Brooklyn is the world capital of street fashion. Sometime last winter, the hip-hop kids and hipsters around here began wearing keffiyehs- but with a twist. They were worn around the neck, not on the head, and came in colors like neon green and bright purple. Some were even laced with gold thread.

I have an aversion to anything “trendy” (which is why you’ll rarely/never catch me posting about celebrity chefs or restaurants with “Momofuku” anywhere in the name) so, although I was happy to see this enthusiastic show of solidarity for the people of Palestine, my will to buy one of these colorful creations dwindled as their popularity increased.

Fast forward to a few weeks ago. I was walking through Time Square toward my cousin’s apartment when I saw a pert, blond, sorority-sister-type tourist sporting a keffiyeh and strutting through town with her Burberry-patterned mother. I stopped dead in my tracks and wondered: Are keffiyehs the new Tiffany sweetheart charm bracelet?

Half of me was really tickled, and wondered “could a privileged gal like her, whose counterparts scoffed at my gender equality petition-signing booth in college, really be in support of a struggling, war-torn nation half way around the world?”

The other half was a bit disconcerted. If every fashion follower wearing “one of those cute scarves” knew what it stood for, would they still be wearing it? And what if keffiyehs went out of fashion before Democracy was achieved in the Mid-East? And what exactly did it stand for?

The conservative commentators think that anyone who wears a keffiyeh is supporting terrorism. Oh yeah, and eating french fries means you are a communist, and playing with purple toys makes you gay, right?

To Rachel Ray, or her stylist, it may have stood for a woman who is in the know, about fashion, food, and most importantly, what “coffee extract”-flavored beverage will get you through your morning.

To the young people who started the nouveau-keffiyeh trend, it may have stood for a few things. Here are some ideas:

  • keffiyehs are pro-Palestine
  • keffiyehs are anti-war
  • keffiyeh=terrorist (stereotype),terrorist= tough, tough=cool, cool=keffiyeh
  • keffiyehs just look good, who cares what they stand for
  • keffiyehs look good and stand for something…Pride? Autonomy? Fighting for what you believe in?
  • It’s freakin’ cold and I want to keep my neck warm
  • ?

That a fashion accessory can inspire so much controversy says a lot about…us…everything…insecurity, racism, identity. I could go on, and on.

But instead, I will ask: What the heck is coffee extract?

*UPDATE* Here’s a fact filled NY Times article about the craze.

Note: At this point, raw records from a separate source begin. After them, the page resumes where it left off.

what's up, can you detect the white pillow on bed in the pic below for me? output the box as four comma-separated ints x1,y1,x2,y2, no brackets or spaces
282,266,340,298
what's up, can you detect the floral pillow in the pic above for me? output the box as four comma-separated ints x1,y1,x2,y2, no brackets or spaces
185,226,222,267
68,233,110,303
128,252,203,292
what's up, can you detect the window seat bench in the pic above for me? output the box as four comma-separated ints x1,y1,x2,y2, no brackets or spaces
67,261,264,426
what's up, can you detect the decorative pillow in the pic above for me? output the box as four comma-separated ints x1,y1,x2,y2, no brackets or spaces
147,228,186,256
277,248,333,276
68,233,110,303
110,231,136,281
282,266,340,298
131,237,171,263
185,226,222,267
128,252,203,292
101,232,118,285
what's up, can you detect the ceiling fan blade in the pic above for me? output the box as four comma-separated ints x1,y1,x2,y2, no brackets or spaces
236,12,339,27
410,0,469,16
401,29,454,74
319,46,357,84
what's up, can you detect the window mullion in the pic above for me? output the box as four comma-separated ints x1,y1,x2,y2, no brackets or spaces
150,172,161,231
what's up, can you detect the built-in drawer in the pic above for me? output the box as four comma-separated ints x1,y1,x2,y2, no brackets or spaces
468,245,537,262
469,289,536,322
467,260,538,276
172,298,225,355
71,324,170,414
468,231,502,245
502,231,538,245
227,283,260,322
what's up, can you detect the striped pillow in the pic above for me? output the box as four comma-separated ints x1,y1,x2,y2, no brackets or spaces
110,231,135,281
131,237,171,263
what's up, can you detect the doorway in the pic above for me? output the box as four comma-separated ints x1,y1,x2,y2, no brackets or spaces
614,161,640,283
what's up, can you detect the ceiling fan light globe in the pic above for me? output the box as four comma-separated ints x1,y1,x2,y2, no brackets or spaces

2 responses to “Caution: Contents Hot!

  1. I think that conservatives have to find something to channel their anger at because that gives them purpose. However, purpose without logic is fundamentalism which is what this is about in many ways. The conservatives are angry that their dream girl Rachel Ray has somehow become an Islamic fundamentalist and not a Christian one. And this is judged by the fact that she wore a scarf that looks like a keffiyeh on a Dunkin Doughnuts commercial? Rachel better watch her back cause they may soon be coming to her house to build a command center in her living room and occupy her home in the name of freedom and democracy.
    As far as the trendy heads all i can say is if you make stabbing yourself in the the shin with a rusty nail a trend and they’ll do it with an “I’m so it right now” look on their face. You know the one.

  2. Good for you, Deed, your Grandma Marietta in heaven is smiling that you are standing up for Palestine. You don’t need to buy a keffiyeh, we have several (real ones, made in Palestine) left over from our PAS (Palestine Aid Society) days. Funny thing about keffiyehs: they’re made out of cotton. Good at shading your head from desert sun or keeping sand out of your nose, not so good at keeping your North American neck warm in winter, believe me, I know! But anything that annoys the right must be good, even if some of the wearers are politically naive. Good old Brooklyn!